Output of the above code will be as below:

============= RESTART: C:\Users\ravi\Desktop\testing\Settings.py =============
################## Android OS VERSION TEST ####################
Settings app opened
About phone option clicked
Android OS version is 6.0
Screenshot taken
TEST : PASS

>>>

About file handling
Before we move to the next, Let me teach you as what is ‘class’ in Python and how do we use it.. Below is the small code consists of a class and one function.

Code:
'''
Created on Dec 27, 2015
@author: ravi h basawa
'''

class ctest():
    def test(self, value):
        print 'Hi I am inside a function and passed value as >>' + ' ' + value
c = ctest()
c.test('testing')


* From the above code we have created a class named ‘ctest’ and a function named ‘test’.
* Once we create a class to create a function we have to give one tab inside the ‘ctest’ class.
* The code ‘c = ctest()’ is creating a object for our class.
* The next line ‘c.test(‘testing’)’ will pass value to our newly created function.

I hope now u have understood as how ‘class’ works in Python from the above code.

Ok, Now let us try to send a message and this time let us use “Class” in the below code –

Code:
'''
Created on Jan 10, 2016
@author: ravi h basawa
'''

import os

from com.dtmilano.android.viewclient import ViewClient
device, serialno = ViewClient.connectToDeviceOrExit()
vc = ViewClient(device=device, serialno=serialno)

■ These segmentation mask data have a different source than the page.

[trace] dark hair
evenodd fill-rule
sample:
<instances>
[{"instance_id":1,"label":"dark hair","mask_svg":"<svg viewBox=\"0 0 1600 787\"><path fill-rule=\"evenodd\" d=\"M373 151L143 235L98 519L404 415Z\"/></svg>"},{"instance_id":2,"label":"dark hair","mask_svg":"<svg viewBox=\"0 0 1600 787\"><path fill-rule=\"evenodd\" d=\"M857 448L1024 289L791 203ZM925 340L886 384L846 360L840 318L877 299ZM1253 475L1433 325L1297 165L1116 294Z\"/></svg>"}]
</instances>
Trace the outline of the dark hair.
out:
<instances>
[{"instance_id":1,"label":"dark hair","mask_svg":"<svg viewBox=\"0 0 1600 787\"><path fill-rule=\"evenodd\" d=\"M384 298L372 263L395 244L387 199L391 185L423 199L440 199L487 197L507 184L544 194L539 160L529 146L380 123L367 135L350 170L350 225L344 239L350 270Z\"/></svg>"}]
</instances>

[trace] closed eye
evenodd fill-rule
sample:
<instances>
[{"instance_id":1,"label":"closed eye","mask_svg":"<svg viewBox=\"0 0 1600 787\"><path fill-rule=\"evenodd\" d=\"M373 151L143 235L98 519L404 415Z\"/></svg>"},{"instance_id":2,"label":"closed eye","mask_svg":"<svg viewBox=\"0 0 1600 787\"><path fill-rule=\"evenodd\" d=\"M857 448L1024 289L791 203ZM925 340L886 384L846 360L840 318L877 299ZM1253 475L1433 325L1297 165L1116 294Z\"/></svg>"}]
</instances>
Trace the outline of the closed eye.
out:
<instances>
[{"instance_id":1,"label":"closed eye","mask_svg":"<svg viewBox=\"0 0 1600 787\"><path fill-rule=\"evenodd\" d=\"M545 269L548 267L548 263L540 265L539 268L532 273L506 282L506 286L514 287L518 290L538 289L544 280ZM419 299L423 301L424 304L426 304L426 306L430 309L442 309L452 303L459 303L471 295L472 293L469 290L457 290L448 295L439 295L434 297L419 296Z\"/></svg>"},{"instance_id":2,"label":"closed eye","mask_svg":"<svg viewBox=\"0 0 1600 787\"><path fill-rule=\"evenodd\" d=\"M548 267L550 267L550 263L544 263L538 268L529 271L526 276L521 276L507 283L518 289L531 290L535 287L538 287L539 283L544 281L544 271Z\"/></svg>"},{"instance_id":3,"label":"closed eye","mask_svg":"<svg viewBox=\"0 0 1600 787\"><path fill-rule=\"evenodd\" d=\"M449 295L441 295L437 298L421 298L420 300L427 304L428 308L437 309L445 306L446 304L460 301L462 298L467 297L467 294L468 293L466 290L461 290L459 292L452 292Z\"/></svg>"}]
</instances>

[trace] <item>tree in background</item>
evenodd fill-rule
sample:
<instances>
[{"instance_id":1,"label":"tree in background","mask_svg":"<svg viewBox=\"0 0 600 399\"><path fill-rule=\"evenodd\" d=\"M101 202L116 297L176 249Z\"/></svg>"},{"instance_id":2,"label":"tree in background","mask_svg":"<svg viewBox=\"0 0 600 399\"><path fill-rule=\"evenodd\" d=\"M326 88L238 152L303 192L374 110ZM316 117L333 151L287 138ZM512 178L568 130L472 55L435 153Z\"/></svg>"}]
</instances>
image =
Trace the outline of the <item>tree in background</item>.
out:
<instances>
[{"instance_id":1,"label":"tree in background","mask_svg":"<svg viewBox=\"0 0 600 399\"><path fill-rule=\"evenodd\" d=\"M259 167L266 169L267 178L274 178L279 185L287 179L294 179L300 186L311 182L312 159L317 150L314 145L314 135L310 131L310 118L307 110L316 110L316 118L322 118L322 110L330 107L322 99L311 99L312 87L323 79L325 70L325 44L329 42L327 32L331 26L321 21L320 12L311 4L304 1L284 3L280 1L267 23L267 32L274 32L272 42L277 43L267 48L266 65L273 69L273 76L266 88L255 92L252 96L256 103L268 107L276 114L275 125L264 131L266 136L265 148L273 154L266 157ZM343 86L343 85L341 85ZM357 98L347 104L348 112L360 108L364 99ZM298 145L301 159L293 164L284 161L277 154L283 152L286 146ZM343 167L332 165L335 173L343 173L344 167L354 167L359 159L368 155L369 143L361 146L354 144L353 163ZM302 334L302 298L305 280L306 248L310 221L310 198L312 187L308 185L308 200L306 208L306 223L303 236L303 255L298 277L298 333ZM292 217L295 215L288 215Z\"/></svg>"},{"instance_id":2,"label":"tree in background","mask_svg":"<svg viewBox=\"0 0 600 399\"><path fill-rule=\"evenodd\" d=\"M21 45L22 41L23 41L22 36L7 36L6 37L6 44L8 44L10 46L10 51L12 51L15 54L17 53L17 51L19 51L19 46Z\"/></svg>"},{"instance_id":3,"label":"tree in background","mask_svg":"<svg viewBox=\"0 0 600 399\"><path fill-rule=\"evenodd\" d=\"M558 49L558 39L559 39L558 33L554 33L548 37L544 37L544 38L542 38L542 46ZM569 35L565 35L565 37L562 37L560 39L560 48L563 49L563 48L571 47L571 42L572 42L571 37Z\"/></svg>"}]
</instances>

fd = open('MsgTest.xls',"a+")
fd.write("\nMessanger")

class msg():
    def newmsg(self):
        print 'Opening Message app'
        device.shell('am start com.google.android.apps.messaging')
        vc.dump()
        vc.findViewById('com.google.android.apps.messaging:id/start_new_conversation_button').touch()
        vc.dump()
        f = vc.findViewWithText('Frequents')
        if f:
            print 'TEST PASS'
            print 'add button clicked'
            fd.write("\tPASS")
            fd.close()
        else:
            print 'TEST FAIL'
            fd.write("\tFAIL")
c = msg()
c.newmsg()


The above code does these jobs –
* Creates a class named ‘msg()’. And inside we have created a new function named ‘newmsg()’.
* This code will open google Messenger app and clicks on the ‘add recipients’ button.
* If the ‘add recipients’ button is clicked, our test case will be passed else it will fail.
* ‘open’ function does the job of creating a new xls file in append mode.
* ‘write’ function does the job of writing the data to the new line inside the appended xls file.
* ‘close’ function is used to close the xls file.